What happens when you capture a hyperreal silicon leg with all the glamour of a luxury handbag? Mirka Laura Severa’s new series investigates
It's something of a paradox to describe an image as being both real and surreal, but in the case of Mirka Laura Severa’s photography it couldn't be more apt. Her latest series, entitled Still Life, is all about prosthetic body parts, and it is born of a fascination with her father’s work. “I always looked through his medical books with illustrations of the body, functions of the body,” Severa writes. “I’m fascinated by prosthetics, that they’re kind of a replacement or repairing tool for a body part.” By taking these “hyperreal” prosthetics and placing them in an entirely unexpected context, Severa forces her viewer to fully take in their absurdity.
And absurd these images certainly are. The series is a visual feast – where else, we wonder, would you see two silicon breasts floating separately like islands, with cubes of ice perched atop them just so?
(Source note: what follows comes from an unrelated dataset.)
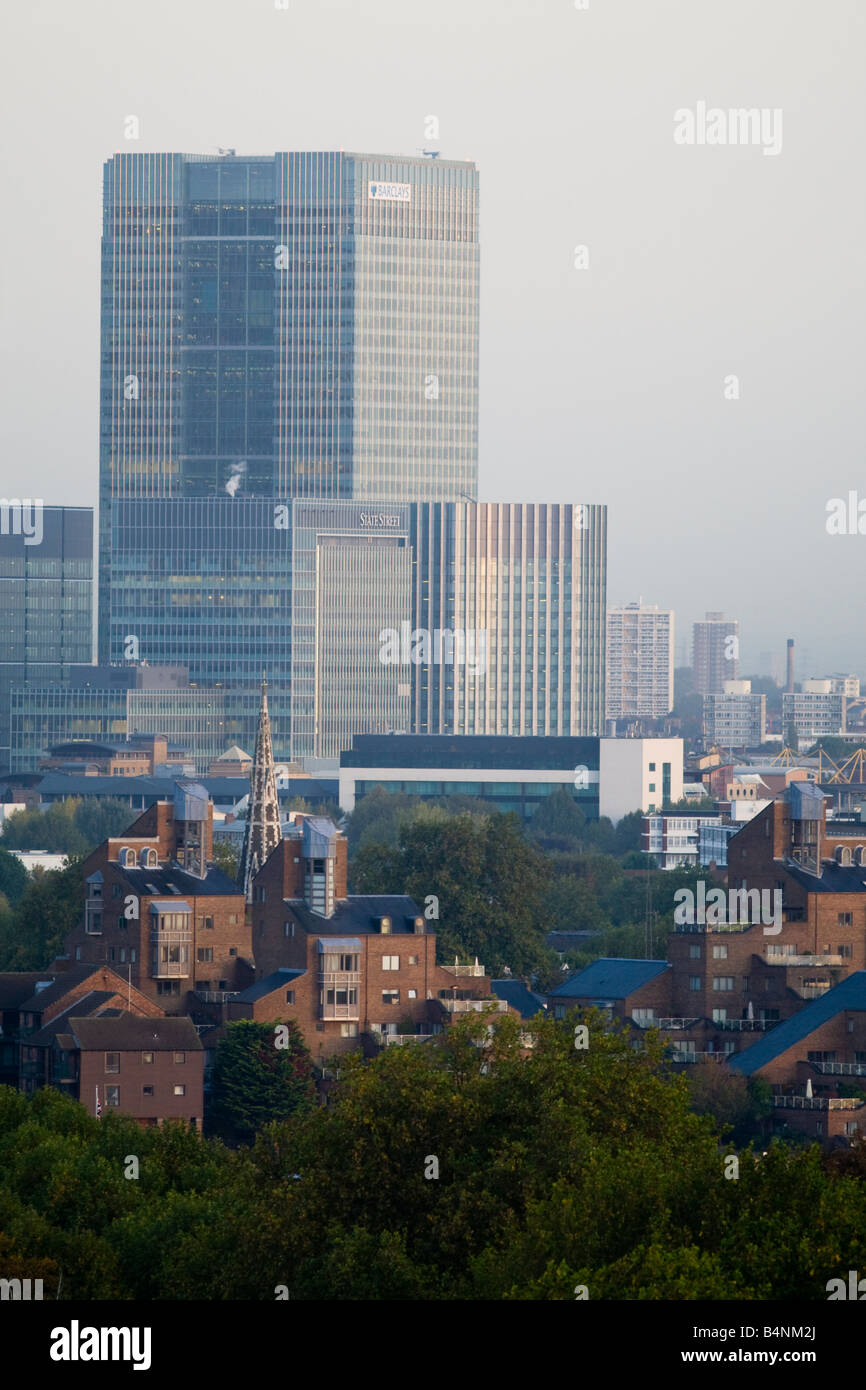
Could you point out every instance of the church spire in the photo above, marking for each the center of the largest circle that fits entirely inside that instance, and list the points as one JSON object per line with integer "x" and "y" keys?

Severa cites her rich experience of working in set design and advertising for luxury brands as the inspiration for the series, in which she “started to really think about the meaning of luxury, and what I’m creating with these kinds of images: desire”. Thus, the series “plays with the codes that are used in advertising imagery; codes like sex, beauty, glamour”. Severa’s photographs are playful in their irreverence, and whether or not they have you pondering our society’s culture of perpetuating desire in advertising, they are nothing short of a joy to look at.